First State Super and Health Super have attempted to short-circuit the reason many proposed super fund mergers do not proceed, with the structure of the board of the successor fund already largely agreed. Meanwhile, the woman whom most expect to be CEO of the combined Equipsuper-Vision Super has revealed that one-third of the new scheme’s $8 billion will be managed internally. First State Super (FSS), the $20 billion NSW public sector scheme, and Health Super, the $8 billion Victoria-centric health industry fund, announced last month they were in due diligence to merge. FSS CEO Michael Dwyer made the initial approach earlier this year. The yet-to-be-named successor fund, slated to come into existence on July 1 next year, will be chaired by existing FSS independent chair Thomas Parry, while the other eight FSS positions – four nominated by Unions NSW, four by the NSW State Government – will be retained.
Health Super, meanwhile, has secured four seats on the successor board, which will house 13 directors in total. The CEO of Health Super, Chris Clausen, said three principal sponsors of the fund – the Health Services Union, the Australian Nursing Federation and the Victorian Healthcare Association – would each drop from two representatives on the Health Super board to one each on the successor fund board. Aged & Community Care Victoria will retain its seat. Clausen will be deputy CEO of the new scheme, reporting to Dwyer, who said a working committee had been established with several streams to look at all the major service providers to the two funds. An important area of commonality is JPMorgan Worldwide Securities Services, which Clausen said would be important in ensuring a successor fund transfer could occur by the merger deadline.
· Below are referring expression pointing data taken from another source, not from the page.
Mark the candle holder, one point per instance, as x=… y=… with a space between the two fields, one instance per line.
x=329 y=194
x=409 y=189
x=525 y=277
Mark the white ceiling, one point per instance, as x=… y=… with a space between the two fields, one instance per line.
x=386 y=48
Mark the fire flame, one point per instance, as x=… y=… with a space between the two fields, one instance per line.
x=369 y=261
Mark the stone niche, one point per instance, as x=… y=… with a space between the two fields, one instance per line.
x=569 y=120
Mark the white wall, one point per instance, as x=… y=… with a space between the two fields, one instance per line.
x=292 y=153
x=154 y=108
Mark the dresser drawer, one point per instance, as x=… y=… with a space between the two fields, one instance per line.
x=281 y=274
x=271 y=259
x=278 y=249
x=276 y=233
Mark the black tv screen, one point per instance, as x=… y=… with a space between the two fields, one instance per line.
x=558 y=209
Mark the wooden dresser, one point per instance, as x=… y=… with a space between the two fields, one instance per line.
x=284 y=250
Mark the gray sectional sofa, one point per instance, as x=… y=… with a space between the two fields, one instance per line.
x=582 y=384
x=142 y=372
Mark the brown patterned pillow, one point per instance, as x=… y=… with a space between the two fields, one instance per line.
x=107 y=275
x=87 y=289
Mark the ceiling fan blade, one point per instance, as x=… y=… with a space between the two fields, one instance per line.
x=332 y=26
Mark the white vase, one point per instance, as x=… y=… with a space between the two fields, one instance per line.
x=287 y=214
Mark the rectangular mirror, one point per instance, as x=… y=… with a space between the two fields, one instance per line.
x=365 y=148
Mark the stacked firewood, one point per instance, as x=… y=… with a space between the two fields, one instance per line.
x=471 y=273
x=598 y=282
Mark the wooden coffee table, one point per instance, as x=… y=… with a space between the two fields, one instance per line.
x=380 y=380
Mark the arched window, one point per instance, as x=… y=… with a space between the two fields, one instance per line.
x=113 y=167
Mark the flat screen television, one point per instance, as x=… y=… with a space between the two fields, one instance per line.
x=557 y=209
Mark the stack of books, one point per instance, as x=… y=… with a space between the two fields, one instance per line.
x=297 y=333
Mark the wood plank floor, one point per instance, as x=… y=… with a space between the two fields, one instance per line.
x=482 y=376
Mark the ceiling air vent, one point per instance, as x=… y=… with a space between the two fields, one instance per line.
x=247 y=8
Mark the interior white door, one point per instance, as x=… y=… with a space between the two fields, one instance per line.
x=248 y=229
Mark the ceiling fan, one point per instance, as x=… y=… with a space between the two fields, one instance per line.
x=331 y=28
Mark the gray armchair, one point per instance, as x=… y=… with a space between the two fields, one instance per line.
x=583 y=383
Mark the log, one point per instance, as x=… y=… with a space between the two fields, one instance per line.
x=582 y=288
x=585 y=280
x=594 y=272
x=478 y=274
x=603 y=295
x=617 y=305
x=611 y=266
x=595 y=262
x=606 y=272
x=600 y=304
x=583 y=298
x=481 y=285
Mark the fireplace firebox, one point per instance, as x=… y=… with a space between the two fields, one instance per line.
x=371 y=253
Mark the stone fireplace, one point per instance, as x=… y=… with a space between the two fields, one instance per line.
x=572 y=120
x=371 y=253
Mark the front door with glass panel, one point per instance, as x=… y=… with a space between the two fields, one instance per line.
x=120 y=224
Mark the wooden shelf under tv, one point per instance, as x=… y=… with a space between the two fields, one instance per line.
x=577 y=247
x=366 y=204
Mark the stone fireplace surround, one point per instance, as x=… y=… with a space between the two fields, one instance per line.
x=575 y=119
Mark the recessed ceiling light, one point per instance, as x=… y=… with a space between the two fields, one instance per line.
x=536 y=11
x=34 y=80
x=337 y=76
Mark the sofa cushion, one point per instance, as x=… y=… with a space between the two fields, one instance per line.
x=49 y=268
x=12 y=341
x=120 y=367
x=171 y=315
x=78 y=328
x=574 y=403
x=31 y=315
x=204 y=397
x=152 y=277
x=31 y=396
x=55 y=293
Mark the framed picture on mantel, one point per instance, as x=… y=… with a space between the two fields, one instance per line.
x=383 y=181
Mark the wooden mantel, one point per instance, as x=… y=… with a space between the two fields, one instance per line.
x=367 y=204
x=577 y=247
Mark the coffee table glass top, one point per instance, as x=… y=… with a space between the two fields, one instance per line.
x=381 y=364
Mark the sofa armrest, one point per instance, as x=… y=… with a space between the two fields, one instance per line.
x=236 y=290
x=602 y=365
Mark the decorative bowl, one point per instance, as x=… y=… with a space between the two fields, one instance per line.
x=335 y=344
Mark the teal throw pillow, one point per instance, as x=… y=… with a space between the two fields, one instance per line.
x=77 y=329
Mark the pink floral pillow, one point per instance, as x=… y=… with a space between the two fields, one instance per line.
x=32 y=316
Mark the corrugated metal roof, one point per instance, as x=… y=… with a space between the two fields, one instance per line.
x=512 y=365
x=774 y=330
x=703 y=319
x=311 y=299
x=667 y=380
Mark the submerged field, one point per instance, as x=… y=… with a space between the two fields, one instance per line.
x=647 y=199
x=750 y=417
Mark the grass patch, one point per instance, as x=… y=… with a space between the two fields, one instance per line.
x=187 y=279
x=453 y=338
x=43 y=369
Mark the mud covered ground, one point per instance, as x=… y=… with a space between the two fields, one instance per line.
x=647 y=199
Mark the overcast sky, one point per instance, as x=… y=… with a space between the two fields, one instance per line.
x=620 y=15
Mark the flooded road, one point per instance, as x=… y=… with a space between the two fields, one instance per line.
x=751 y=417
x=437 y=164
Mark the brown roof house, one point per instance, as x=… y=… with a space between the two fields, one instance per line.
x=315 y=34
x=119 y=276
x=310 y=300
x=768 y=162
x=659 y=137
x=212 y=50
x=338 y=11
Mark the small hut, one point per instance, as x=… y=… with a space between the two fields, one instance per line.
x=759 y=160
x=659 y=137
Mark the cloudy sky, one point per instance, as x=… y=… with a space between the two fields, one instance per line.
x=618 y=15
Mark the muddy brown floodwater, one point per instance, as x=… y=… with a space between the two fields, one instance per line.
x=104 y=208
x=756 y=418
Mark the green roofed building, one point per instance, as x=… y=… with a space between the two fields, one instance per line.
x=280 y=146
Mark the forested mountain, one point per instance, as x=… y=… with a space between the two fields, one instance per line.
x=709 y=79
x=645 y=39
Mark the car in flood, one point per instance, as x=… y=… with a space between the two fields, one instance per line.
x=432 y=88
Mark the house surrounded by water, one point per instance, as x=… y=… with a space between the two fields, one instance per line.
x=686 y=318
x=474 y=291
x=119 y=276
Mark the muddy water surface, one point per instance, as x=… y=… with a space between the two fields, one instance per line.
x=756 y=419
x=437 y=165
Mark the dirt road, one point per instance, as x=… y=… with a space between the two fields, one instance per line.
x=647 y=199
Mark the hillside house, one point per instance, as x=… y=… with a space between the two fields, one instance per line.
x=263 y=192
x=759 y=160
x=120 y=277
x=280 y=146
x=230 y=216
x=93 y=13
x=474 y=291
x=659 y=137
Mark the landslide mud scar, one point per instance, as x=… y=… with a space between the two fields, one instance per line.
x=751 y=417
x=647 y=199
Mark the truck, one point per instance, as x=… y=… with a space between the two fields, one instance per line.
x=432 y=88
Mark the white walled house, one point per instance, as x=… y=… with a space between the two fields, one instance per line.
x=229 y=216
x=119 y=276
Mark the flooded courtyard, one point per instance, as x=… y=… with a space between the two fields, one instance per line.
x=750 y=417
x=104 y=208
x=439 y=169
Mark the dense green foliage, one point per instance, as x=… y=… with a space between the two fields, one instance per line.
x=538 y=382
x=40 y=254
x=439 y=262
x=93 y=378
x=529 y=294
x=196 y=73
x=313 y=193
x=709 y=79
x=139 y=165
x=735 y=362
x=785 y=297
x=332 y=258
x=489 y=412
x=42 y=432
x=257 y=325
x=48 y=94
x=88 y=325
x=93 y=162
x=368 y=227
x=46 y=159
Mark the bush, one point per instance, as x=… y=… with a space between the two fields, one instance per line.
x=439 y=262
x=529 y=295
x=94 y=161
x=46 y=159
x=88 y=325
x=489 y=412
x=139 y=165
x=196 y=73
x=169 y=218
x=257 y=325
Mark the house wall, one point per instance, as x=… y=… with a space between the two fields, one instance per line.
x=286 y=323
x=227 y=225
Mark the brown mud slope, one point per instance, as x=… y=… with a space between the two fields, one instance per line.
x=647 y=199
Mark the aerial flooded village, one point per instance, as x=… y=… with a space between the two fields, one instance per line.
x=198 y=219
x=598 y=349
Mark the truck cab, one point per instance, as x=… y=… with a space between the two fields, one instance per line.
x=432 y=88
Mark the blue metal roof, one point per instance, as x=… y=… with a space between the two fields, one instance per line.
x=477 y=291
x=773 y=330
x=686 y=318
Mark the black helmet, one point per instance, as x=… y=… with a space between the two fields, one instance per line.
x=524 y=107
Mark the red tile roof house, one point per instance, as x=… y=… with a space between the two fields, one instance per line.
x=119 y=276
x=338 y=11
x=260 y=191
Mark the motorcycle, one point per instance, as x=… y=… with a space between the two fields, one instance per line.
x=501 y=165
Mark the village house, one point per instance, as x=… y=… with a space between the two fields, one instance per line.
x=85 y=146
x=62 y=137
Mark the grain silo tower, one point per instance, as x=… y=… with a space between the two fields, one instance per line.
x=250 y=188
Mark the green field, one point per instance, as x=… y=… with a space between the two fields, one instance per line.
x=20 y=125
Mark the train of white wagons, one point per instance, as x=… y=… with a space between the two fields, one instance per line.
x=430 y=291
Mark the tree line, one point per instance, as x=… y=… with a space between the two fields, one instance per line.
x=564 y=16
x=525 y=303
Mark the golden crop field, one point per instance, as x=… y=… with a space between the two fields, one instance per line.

However, rationalisation will be necessary in most other major areas of service provision. In asset consulting, FSS has had a long relationship with JANA, while Towers Watson has advised Health Super since 2002. FSS sources group insurance through MetLife, Health Super through AIA. FSS uses the NSW Government-owned member administrator, Pillar, while Health Super administers itself. There will also be investment mandates to streamline, although it’s likely this task will fall mainly to the existing FSS investment team, under CIO Mark Sainsbury. It’s no secret that FSS has been considering several potential merger partners, however Dwyer said Health Super was a natural fit: “The funds have a long history of working together on industry associations in the health and community sectors, we both exist purely to benefit our members.” Merging with FSS delivers Health Super the presence in NSW it has long desired.